Melalui metode Partisipatory Rural Appraisal (PRA) strategi pembelajaran aktif, tunjuk ajar secara langsung oleh instruktur, dapat meningkatkan partisipasi siswa dalam mewujudkan kelompok Randai. Pelatihan dilaksanakan oleh dosen Sendratasik, Bahasa Inggeris dan DKV bersama mahasiswa pengabdi, sebagai berikut:
(1) Pelatihan gerak Randai berbasis silat (Denny Setiadi, S.Pd didampingi oleh Hendri Yusuf, M.Pd);
(2) Pelatihan dendang atau lagu Randai dalam bahasa Minangkabau Rafly Adian Pranata S.Pd didampingi oleh Dra. Nerosti, M.Hum., Ph. D; (3) Pelatihan dialog dan gurindam atau pasambahan dalam Bahasa Minangkabau dan Bahasa Inggris (Faizi Filhayati Arrohman, S.Pd didampingi oleh Yati Aisya Rani, M.Pd dan Dra. Nerosti, M.Hum., Ph.D, dan Hendri Yusuf., M.Pd;
(4) Pelatihan dendang dan musik pengiring Randai oleh Dr. Yensharti, M.Sn dan Amalia Azzahra Kamal, S.Pd Guru Seni Budaya SMP Pembangunan Laboratorium UNP.

Pelatihan Randai di SMP Laboratorium UNP yang berjalan selama 10 kali setiap hari Rabu dan Jum’at (jam 11.00 hingga 15.00 WIB).

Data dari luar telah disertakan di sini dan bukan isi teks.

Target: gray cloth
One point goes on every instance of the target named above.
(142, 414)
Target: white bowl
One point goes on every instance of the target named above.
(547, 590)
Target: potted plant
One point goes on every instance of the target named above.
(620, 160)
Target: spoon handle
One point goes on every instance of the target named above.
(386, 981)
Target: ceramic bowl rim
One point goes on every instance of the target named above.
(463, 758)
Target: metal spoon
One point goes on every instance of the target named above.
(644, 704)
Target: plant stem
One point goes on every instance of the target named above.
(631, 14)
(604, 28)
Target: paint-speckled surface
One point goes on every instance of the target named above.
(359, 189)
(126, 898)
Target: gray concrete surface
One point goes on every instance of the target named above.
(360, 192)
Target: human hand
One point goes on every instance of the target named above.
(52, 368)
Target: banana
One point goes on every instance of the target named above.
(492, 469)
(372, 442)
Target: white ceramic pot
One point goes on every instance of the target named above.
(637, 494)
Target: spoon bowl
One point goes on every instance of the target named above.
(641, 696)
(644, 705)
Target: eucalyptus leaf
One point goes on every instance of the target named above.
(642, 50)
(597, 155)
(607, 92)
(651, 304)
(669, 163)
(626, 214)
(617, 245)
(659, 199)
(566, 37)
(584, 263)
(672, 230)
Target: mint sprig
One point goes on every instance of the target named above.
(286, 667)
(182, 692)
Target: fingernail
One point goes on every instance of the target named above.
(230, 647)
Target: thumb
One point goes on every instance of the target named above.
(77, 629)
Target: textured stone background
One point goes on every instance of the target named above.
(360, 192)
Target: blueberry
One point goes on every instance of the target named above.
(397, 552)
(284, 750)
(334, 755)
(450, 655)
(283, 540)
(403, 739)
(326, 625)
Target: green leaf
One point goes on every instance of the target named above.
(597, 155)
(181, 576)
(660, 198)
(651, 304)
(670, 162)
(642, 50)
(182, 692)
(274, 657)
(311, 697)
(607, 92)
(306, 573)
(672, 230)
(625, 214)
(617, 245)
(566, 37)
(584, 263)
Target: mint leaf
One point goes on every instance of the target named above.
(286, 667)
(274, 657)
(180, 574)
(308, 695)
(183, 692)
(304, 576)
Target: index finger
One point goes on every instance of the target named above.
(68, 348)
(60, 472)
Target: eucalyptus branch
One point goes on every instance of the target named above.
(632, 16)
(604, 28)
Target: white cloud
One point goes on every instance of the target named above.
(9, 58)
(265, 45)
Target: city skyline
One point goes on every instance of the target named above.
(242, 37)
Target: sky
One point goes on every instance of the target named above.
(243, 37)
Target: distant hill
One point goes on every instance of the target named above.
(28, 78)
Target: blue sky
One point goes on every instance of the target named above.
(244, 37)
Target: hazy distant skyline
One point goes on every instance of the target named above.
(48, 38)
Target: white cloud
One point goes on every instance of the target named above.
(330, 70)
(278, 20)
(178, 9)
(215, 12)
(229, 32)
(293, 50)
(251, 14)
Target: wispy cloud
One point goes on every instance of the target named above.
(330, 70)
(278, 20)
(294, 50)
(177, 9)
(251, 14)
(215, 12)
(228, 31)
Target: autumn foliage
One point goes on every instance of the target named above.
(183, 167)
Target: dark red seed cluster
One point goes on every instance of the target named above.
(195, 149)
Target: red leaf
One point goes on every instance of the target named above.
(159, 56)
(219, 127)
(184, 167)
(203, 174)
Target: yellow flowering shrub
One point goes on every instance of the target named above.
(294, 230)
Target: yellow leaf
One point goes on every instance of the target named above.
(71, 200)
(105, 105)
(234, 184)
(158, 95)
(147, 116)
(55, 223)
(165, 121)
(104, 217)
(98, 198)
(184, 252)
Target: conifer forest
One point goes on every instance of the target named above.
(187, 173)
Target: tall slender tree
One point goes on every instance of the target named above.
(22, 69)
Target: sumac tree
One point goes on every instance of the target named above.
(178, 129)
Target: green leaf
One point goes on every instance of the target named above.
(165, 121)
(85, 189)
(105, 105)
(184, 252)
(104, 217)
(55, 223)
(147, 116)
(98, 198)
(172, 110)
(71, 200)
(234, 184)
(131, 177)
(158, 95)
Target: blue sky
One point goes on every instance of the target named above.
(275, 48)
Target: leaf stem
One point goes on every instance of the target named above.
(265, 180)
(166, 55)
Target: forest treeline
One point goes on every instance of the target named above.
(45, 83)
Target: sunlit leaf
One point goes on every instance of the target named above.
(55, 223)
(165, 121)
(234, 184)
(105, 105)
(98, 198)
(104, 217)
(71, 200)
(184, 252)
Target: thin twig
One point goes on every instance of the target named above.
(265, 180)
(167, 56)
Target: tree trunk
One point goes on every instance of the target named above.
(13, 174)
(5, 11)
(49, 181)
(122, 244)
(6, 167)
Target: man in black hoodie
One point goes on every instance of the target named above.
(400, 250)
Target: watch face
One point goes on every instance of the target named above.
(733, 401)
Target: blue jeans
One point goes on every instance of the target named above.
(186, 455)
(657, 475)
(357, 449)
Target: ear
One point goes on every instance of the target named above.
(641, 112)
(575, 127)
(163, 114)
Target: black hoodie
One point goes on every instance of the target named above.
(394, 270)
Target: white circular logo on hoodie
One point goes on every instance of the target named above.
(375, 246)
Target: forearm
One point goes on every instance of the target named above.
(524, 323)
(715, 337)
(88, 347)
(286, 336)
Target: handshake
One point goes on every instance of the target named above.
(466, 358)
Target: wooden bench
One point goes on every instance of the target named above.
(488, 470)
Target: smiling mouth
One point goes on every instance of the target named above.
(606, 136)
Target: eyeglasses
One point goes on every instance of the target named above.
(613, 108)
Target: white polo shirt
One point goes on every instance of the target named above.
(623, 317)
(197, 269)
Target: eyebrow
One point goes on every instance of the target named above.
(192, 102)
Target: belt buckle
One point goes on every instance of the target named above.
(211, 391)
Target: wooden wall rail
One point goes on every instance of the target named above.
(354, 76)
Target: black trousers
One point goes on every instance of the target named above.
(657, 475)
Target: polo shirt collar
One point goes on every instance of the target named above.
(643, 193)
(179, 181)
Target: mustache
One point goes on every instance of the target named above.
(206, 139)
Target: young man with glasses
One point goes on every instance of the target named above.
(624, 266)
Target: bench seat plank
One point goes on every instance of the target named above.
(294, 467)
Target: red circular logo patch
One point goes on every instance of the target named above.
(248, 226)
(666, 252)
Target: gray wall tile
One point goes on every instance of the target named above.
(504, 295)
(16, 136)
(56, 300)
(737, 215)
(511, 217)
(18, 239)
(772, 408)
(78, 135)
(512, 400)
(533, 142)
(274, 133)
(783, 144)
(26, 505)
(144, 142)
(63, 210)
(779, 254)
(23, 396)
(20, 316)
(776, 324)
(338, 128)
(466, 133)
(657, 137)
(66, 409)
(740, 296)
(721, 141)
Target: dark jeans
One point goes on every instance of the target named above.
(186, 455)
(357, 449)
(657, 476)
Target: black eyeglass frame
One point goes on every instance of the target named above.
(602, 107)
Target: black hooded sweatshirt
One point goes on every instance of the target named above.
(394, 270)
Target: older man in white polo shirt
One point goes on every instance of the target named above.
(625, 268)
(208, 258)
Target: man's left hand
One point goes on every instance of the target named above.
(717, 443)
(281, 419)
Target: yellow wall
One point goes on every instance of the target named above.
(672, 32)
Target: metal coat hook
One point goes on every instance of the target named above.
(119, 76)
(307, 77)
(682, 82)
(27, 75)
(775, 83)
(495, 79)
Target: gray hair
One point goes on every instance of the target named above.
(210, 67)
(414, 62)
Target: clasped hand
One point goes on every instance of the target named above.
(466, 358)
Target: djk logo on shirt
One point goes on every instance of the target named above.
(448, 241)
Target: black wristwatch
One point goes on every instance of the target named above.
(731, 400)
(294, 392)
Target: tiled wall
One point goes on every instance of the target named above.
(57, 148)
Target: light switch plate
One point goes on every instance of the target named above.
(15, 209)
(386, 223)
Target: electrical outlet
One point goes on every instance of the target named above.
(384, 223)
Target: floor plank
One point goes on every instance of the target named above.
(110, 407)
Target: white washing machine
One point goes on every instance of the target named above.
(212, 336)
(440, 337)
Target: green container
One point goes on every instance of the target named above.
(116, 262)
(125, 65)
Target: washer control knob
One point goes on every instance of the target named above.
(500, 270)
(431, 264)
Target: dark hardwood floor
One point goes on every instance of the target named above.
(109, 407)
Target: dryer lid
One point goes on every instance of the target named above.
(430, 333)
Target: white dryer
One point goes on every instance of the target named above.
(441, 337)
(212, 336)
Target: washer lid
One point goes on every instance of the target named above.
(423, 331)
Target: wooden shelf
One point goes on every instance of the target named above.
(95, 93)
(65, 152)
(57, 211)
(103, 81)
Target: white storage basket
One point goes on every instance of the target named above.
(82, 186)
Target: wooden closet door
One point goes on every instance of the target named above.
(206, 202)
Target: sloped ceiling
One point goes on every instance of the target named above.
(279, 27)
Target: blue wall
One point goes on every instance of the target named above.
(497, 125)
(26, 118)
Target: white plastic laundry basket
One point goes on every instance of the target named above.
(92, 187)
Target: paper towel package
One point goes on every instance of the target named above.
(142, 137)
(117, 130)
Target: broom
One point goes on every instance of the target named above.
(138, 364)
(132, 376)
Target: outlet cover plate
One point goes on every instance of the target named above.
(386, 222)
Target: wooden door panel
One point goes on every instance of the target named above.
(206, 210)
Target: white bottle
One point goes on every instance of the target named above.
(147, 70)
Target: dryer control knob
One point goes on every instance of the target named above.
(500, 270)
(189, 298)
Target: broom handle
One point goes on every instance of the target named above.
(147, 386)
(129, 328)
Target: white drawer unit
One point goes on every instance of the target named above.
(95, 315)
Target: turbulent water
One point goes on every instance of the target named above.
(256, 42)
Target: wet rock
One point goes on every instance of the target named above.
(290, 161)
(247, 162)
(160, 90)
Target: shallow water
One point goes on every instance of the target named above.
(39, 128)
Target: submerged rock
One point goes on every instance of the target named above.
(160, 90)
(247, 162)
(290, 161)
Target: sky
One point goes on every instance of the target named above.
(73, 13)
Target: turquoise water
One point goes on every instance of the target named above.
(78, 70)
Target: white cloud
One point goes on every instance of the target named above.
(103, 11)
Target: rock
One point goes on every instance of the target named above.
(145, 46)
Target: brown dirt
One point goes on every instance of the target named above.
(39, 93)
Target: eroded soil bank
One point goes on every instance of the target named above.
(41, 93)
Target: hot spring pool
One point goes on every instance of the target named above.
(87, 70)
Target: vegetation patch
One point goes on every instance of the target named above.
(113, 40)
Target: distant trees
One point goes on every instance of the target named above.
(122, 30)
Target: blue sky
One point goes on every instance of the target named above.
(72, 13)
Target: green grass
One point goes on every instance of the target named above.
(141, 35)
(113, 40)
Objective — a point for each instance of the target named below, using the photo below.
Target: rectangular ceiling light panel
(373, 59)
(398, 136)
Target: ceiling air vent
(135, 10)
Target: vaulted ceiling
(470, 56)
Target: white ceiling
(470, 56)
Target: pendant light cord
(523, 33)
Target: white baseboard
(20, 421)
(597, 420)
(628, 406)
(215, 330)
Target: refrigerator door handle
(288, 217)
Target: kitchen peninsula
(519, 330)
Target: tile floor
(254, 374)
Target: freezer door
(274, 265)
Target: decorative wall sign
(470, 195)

Pengaturan jadwal yang telah disepakati dengan pihak sekolah disesuaikan dengan kegiatan rutin siswa misalnya menjaga waktu shalat. PRA juga dilakukan melalui Focus Group Discussion (FGD) melalui pendekatan working with community yang melibatkan kelompok-kelompok yang telah dibentuk dan dibantu oleh guru Seni Budaya dan intruktur dari mahasiswa Prodi Pendidikan Tari Sendratasik dan Bahasa Inggeris.
Dialog Umbuik Mudo dengan Puti Galang Banyak dalam dua Bahasa dapat dijelaskan sebagai berikut:
Gadih Galang Banyak
“Umbuik Mudo, den tahu angku urang nan baiek” (Umbuik Mudo, I know you are a good person)
“Tapi awak indak samo” (But we are not the same.)
“Den anak urang gadang di nagari ko.” (I am the daughter of a respected noble family in this village.)
“Samantaro angku hanya urang biaso.” (Meanwhile you are just an ordinary man.)
Umbuik Mudo
“Uni, apo salahnyo urang biaso punyo hati nan jujur?” (Is it wrong for an ordinary man to have a sincere heart?)
“Harga diri manusia indak diukua dari pangkaik jo harato.” (A person’s value is not measured by status or wealth.)